Let’s get the easy part of this out of the way. Section 230 of the Communications Decency Act clearly outlines that YouTube is not to be punished for its attempt to filter content. The most relevant section is:
(c)Protection for “Good Samaritan” blocking and screening of offensive material
(1)Treatment of publisher or speaker: No provider or user of an interactive computer service shall be treated as the publisher or speaker of any information provided by another information content provider.
(2)Civil liabilityNo provider or user of an interactive computer service shall be held liable on account of—
(A)any action voluntarily taken in good faith to restrict access to or availability of material that the provider or user considers to be obscene, lewd, lascivious, filthy, excessively violent, harassing, or otherwise objectionable, whether or not such material is constitutionally protected; or
(B) any action taken to enable or make available to information content providers or others the technical means to restrict access to material described in paragraph (1).
That pretty clearly states that service providers can filter as they please and are not open to retribution from those using their platforms who don’t care for how the filtering is being done.

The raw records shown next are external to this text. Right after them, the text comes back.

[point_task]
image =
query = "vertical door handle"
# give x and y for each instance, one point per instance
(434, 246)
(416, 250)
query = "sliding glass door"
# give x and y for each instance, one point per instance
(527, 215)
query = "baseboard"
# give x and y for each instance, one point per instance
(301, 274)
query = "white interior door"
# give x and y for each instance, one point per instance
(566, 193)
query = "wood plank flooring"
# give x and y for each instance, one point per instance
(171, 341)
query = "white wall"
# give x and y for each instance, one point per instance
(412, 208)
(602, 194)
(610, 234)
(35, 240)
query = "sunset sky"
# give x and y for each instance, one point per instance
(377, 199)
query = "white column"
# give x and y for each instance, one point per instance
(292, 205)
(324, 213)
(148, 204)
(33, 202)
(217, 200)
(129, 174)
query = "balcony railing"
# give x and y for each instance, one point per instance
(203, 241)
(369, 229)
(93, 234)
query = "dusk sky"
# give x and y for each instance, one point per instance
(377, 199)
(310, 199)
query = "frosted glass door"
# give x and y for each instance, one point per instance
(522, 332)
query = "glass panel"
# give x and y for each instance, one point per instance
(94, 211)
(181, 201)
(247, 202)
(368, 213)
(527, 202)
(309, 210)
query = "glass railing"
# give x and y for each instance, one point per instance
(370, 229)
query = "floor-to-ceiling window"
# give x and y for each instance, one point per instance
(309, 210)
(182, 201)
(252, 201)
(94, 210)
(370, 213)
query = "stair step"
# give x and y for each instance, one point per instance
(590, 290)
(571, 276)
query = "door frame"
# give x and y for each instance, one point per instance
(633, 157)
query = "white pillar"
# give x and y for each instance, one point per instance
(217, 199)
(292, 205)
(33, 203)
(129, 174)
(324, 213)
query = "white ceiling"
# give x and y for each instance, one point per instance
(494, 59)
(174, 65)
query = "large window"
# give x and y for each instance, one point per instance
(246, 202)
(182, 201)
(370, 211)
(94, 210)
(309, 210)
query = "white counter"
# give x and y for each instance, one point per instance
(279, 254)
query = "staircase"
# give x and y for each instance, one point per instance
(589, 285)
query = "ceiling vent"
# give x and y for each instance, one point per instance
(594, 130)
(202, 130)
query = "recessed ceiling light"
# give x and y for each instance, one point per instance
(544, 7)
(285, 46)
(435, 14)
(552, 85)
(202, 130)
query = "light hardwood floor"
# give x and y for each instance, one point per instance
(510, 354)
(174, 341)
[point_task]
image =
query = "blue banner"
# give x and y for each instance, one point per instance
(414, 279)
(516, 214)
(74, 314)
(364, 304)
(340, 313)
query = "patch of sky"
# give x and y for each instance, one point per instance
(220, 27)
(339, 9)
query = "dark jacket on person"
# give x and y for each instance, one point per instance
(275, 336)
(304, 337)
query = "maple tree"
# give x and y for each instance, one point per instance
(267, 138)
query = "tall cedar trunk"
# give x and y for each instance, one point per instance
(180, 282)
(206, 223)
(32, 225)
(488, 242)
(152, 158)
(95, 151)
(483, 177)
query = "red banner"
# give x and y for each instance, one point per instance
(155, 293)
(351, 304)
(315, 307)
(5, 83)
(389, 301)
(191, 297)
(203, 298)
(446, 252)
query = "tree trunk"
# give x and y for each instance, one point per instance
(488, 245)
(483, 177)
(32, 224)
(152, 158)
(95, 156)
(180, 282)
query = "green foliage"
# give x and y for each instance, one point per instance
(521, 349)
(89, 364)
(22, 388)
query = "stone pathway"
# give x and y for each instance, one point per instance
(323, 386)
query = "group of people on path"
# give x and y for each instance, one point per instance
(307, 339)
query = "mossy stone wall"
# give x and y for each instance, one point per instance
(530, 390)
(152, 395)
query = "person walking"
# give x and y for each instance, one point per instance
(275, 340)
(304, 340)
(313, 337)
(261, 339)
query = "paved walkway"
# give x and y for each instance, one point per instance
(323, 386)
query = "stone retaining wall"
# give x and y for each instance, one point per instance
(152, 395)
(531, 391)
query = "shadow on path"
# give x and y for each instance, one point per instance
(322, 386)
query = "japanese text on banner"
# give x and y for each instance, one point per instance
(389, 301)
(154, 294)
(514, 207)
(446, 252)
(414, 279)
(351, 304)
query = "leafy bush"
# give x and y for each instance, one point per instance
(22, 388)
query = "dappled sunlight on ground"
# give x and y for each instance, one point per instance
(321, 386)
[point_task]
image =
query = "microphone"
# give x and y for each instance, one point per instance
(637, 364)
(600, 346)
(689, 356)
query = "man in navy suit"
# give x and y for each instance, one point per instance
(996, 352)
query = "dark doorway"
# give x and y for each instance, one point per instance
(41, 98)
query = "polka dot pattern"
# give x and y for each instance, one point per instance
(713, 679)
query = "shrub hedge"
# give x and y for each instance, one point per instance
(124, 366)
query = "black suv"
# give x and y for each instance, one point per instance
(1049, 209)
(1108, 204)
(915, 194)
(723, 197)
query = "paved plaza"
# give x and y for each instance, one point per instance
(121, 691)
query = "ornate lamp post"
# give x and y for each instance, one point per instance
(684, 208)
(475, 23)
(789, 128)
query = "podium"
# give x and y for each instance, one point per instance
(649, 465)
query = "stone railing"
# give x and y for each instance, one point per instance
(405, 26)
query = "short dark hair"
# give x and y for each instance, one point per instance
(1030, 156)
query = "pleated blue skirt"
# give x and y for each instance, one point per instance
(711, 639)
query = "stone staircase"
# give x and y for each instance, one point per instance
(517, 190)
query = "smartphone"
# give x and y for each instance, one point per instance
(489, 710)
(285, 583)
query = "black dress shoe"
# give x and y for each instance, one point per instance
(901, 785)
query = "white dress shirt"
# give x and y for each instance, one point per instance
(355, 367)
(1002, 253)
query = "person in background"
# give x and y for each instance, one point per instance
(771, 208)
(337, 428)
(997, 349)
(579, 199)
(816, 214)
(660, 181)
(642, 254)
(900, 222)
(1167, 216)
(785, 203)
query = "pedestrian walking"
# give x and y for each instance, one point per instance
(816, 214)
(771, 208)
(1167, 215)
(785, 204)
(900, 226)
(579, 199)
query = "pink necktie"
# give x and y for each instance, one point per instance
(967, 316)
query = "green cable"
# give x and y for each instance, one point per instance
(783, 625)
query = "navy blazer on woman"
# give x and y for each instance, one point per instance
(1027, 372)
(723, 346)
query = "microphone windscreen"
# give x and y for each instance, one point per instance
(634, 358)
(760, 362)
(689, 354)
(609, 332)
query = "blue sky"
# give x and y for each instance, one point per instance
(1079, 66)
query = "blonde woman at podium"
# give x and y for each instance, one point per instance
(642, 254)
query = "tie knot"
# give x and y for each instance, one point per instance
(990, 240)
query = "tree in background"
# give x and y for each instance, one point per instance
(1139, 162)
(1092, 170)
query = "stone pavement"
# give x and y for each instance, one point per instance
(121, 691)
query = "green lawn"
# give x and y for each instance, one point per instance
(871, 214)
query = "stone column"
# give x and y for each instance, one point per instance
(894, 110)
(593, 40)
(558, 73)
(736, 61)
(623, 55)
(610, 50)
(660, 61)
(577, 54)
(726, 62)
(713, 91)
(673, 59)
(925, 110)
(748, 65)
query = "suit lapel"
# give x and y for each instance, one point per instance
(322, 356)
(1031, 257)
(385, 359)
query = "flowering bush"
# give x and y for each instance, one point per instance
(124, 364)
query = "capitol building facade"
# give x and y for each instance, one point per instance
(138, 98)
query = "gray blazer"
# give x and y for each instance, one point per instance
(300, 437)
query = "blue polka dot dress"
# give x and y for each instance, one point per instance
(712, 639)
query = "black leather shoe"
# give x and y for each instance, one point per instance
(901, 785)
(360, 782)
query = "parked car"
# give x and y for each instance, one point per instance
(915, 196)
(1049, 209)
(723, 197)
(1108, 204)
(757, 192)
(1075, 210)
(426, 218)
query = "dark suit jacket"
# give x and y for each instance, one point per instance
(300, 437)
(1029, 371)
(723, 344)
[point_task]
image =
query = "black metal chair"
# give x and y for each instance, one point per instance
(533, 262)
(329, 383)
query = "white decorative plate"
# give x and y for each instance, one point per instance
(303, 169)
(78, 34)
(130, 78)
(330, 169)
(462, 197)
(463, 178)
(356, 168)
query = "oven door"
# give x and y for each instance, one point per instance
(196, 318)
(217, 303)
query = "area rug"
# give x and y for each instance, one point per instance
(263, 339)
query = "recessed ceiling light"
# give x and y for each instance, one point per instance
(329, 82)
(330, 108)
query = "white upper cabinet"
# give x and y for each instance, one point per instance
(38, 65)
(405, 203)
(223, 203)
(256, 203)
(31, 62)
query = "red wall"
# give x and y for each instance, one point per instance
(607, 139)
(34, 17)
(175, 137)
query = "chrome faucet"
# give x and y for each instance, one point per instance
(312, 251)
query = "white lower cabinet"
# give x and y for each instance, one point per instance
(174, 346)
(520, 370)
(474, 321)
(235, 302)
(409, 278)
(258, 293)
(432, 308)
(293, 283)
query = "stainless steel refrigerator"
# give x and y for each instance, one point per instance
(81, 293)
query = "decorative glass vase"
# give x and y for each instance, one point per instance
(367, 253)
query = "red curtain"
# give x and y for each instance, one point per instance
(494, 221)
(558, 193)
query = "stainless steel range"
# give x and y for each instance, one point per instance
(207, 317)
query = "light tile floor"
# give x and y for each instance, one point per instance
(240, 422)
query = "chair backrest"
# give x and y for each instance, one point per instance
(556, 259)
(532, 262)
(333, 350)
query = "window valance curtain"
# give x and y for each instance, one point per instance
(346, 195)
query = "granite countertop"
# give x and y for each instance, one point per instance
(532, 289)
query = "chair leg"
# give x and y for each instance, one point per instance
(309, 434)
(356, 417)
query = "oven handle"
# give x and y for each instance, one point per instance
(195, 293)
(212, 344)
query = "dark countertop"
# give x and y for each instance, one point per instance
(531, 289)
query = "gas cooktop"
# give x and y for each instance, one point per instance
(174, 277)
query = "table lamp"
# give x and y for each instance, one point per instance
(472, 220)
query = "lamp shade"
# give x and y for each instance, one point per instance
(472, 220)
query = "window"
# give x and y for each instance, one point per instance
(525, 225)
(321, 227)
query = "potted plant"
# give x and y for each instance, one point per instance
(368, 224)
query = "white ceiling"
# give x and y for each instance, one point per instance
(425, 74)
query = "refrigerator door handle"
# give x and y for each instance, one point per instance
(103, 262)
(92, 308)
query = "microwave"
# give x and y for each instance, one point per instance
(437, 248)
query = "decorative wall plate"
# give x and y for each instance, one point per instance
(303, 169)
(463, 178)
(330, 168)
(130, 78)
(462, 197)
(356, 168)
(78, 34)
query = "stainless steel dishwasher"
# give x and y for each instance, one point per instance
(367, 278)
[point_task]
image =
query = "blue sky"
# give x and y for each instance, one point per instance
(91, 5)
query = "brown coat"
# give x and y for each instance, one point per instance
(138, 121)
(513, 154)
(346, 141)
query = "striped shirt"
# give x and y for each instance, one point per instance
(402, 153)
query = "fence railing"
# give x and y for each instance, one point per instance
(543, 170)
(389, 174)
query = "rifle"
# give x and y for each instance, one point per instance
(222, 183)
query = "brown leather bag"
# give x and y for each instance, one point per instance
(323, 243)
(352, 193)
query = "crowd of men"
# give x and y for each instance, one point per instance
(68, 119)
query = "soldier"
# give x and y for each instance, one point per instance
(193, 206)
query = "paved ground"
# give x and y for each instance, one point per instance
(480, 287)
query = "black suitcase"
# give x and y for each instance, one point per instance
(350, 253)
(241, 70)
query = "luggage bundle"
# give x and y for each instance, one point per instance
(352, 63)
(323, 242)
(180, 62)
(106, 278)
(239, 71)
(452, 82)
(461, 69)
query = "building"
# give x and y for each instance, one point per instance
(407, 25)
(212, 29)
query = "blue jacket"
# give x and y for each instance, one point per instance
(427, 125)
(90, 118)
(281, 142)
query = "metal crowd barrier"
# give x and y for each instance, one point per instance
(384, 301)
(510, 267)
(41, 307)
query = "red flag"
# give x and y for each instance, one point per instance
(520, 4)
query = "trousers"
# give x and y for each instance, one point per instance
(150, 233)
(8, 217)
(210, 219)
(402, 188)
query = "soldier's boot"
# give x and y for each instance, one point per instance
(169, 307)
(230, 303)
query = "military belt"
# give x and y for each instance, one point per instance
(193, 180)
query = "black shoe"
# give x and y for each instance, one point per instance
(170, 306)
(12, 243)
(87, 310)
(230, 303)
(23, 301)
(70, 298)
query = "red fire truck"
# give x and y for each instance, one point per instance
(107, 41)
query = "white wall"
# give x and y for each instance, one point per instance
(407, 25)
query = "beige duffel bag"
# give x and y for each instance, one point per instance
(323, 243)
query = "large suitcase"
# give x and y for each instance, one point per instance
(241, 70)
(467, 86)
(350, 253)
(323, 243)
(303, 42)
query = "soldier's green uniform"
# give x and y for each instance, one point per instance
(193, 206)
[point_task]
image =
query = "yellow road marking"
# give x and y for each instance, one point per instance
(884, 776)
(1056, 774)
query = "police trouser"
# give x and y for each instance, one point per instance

Making the First Amendment claims, in light of that, is a strategy likely without much purchase.
But the filing is even more frustrating than that. In typical Prager fashion, the case against YouTube is laid out as one of a liberal conspiracy against a conservative non-profit. Reading through most of the filing, you would be forgiven for thinking that YouTube had an army of folks manning computers manually censoring nothing but conservative speech, almost certainly with copies of Karl Marx’s greatest hits on the desk next to them. But then the filing notes, apparently as evidence for its claims:
PragerU is not the first video blogger or “vlogger” to be discriminated against by Google/YouTube because of the speaker’s perceived identity. On March 19, 2017, Google/YouTube publicly admitted that they improperly censored videos using their restricted mode filtering that were posted or produced by members of the LGBTQ community based on the identity and orientation of the speaker rather than the content of the video. In response to complaints from the LGBTQ community and other civil rights critics, Google/YouTube removed all restricted filtering on videos posted or produced by LGBTQ members and groups, and changed their policy, filtering algorithm, and manual review policies to ensure that videos posted by LGBTQ vloggers were not being censored solely because of the identity of the speaker.
While Prager makes much of how YouTube lifted the restrictions on the LGBTQ content, what he’s actually demonstrating is the truth: YouTube sucks at filtering its content. While Prager has no First Amendment right to YouTube’s soapbox, his own filing has stumbled upon the real problem and the likely reason that YouTube has been flagging some of his videos: filtering correctly is hard, if not impossible. Of course it is, particularly for YouTube, which deals with hours of content uploaded every minute. Who would expect any filtering mechanism put in place to not have collateral damage?
The truth is likely that the YouTube folks responding to complaints about filter-mishaps are quite busy because the site isn’t very good at filtering content. And, yes, it sucks that Prager’s content has these filtering restrictions put on them. Whatever you think of the man, his videos are not obscene.
But First Amendment violations and the output of a great liberal conspiracy they are not.